Thursday, January 2, 2014

Choice and Oppression in Papers, Please

PopMatters is still on vacation this week, so no big article from me quite yet. However, I want to give a little sneak peak of the article today anyway, mostly to cover an important issue I didn't have space for and to spend a little more time talking about film.

My next article is about Papers, Please, the much-adored indie game from Lucas Pope in which players control a border guard in the fictional autocracy of Arstotzka. Scott's already written a great article about The Banality of Evil in the game, I highly suggest you read. It captures expertly how the mundanity of the game reveals the poisonous system as its core. My article on the other hand discusses activism in the game and the terrible options the protagonist has as an individual within a massive and largely invisible system of oppression. The game makes some fascinating, albeit depressing, arguments.

My biggest concern after writing the piece is how we might interpret or judge the player character in Papers, Please. In particular, I wonder if we can judge the person within that position as someone lacking agency or whether instead we see him as someone refusing to throw himself upon the instruments of his own oppression. I know, I know, the border guard is just an excuse to play the game, but while doing so, I had to ask myself, why don't I just refuse? If I know I am complicit in serving this autocratic regime, why don't I just rebel? Indeed, in my future post, I argue Papers, Please makes a compelling argument that structure change demands a huge investment on the part of those rebelling against it.

I think the answer in Papers, Please, as in reality, is a lot more complicated. It sounds strange to say aloud, but there is a complicity in brutal survival, even while survival is itself a form of dissent. The protagonist of the game, for the most part, is barely surviving, and in that act of survival is a strange dichotomous existence.


A good comparison may actually be 12 Years a Slave, the latest and critically-praised film by Steve McQueen. The story follows Solomon Northrup, a free man who is captured and worked as a slave for the titular twelve years. Two scenes stand out as particularly significant. In the first, Solomon shares a sexual encounter with a fellow slave. It is not romantic or sexually charged. On the contrary, it is a short, desperate, and sorrowful embrace of human contact. The second scene is an extended take of Solomon in a group of gospel singers. He stands silently before joining in, lifting his voice to great heights while he wears a multifaceted look of both anger and solace.

Both of these scenes in 12 Years a Slave show Solomon's momentary acceptance of his place within an alien system. In some ways he does not identify as a slave, but in these moments he makes a decision, within a constrained environment, to both embrace and in doing so reject his position within the system of slavery. Survival comes at great cost, and at times can feel like complicity.

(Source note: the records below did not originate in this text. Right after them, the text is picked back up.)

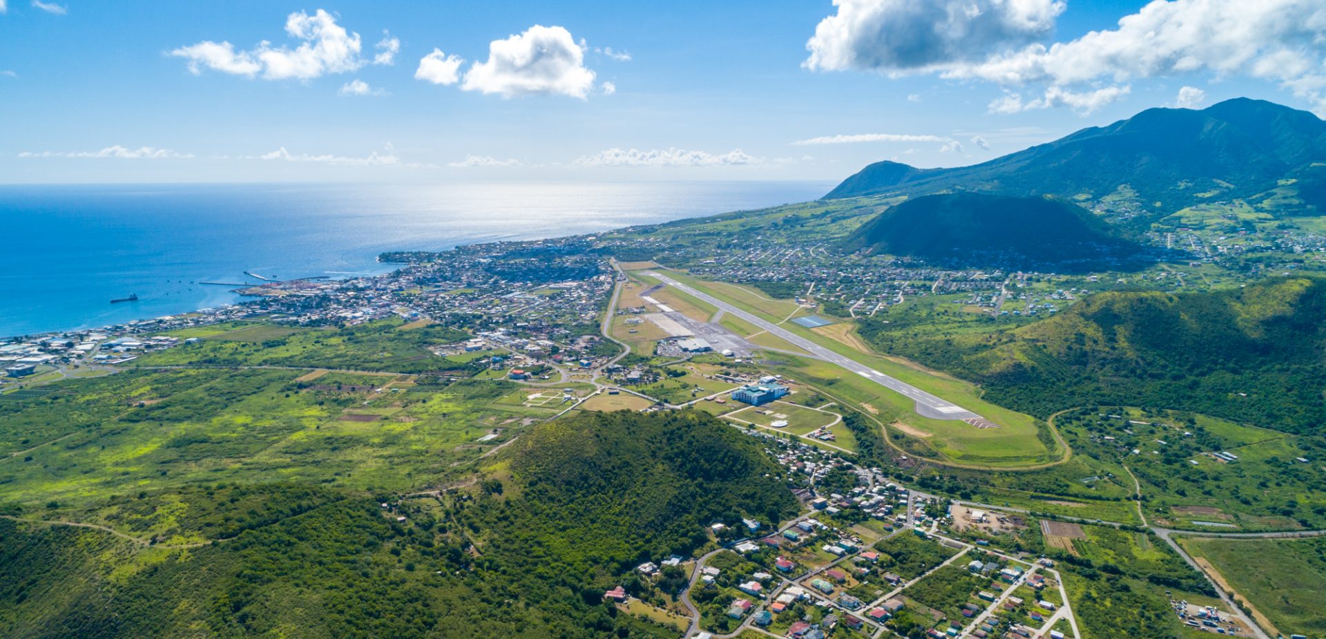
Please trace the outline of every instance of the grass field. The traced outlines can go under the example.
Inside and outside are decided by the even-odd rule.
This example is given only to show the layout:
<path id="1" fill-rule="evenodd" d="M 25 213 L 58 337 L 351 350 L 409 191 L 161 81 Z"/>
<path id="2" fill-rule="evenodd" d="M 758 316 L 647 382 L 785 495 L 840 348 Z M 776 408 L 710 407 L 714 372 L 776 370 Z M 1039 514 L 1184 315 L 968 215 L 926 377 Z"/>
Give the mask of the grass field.
<path id="1" fill-rule="evenodd" d="M 552 412 L 495 402 L 509 382 L 398 387 L 337 373 L 296 382 L 306 373 L 125 373 L 3 402 L 0 449 L 28 452 L 0 457 L 0 502 L 56 517 L 113 494 L 216 481 L 408 489 L 507 439 L 477 445 L 480 436 Z M 57 506 L 38 508 L 48 502 Z"/>
<path id="2" fill-rule="evenodd" d="M 294 366 L 309 369 L 424 373 L 465 369 L 467 362 L 434 355 L 428 347 L 469 335 L 442 325 L 391 330 L 399 318 L 347 329 L 296 329 L 272 323 L 217 326 L 198 342 L 145 355 L 137 366 Z M 187 329 L 194 331 L 195 329 Z M 174 333 L 172 333 L 174 334 Z"/>
<path id="3" fill-rule="evenodd" d="M 650 406 L 654 406 L 654 402 L 627 392 L 618 395 L 601 392 L 586 399 L 579 408 L 585 411 L 642 411 Z"/>
<path id="4" fill-rule="evenodd" d="M 701 281 L 676 272 L 670 272 L 670 276 L 715 297 L 724 298 L 766 321 L 782 322 L 788 314 L 797 309 L 796 302 L 769 300 L 744 286 Z M 1048 428 L 1048 426 L 1037 423 L 1028 415 L 981 400 L 980 388 L 967 382 L 934 375 L 920 367 L 907 366 L 895 359 L 857 351 L 847 343 L 790 322 L 781 326 L 875 370 L 972 410 L 1001 426 L 1000 428 L 981 430 L 965 422 L 922 418 L 915 414 L 910 399 L 859 375 L 850 374 L 835 365 L 810 358 L 778 355 L 782 362 L 780 371 L 808 380 L 845 402 L 859 406 L 884 423 L 898 424 L 899 434 L 912 436 L 924 448 L 928 448 L 931 455 L 926 456 L 937 461 L 984 468 L 1026 468 L 1065 459 L 1063 451 L 1058 447 L 1048 449 L 1041 437 L 1037 436 L 1038 431 Z M 778 366 L 773 366 L 773 369 L 778 369 Z"/>
<path id="5" fill-rule="evenodd" d="M 1297 461 L 1319 456 L 1319 436 L 1199 414 L 1119 407 L 1073 411 L 1059 422 L 1075 449 L 1118 459 L 1132 471 L 1142 483 L 1147 517 L 1159 525 L 1197 530 L 1326 526 L 1326 471 Z M 1114 439 L 1102 440 L 1106 435 Z M 1211 455 L 1220 451 L 1238 459 L 1227 463 Z"/>
<path id="6" fill-rule="evenodd" d="M 1281 635 L 1326 635 L 1326 540 L 1184 538 Z M 1268 628 L 1270 630 L 1270 628 Z M 1274 634 L 1274 632 L 1272 632 Z"/>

I mean no judgement here, good or bad, and I don't mean to equate the horrors of slavery with Cold War politics or the like. Still, the protagonist of the film, and the protagonist of Papers, Please, have meaningful albeit constrained decisions within their system of oppression. It is not impressive, it's incredibly important, that Papers, Please can evoke through the deeply mixed feelings the destitute and exploited feel towards decision making within the system that keeps them oppressed.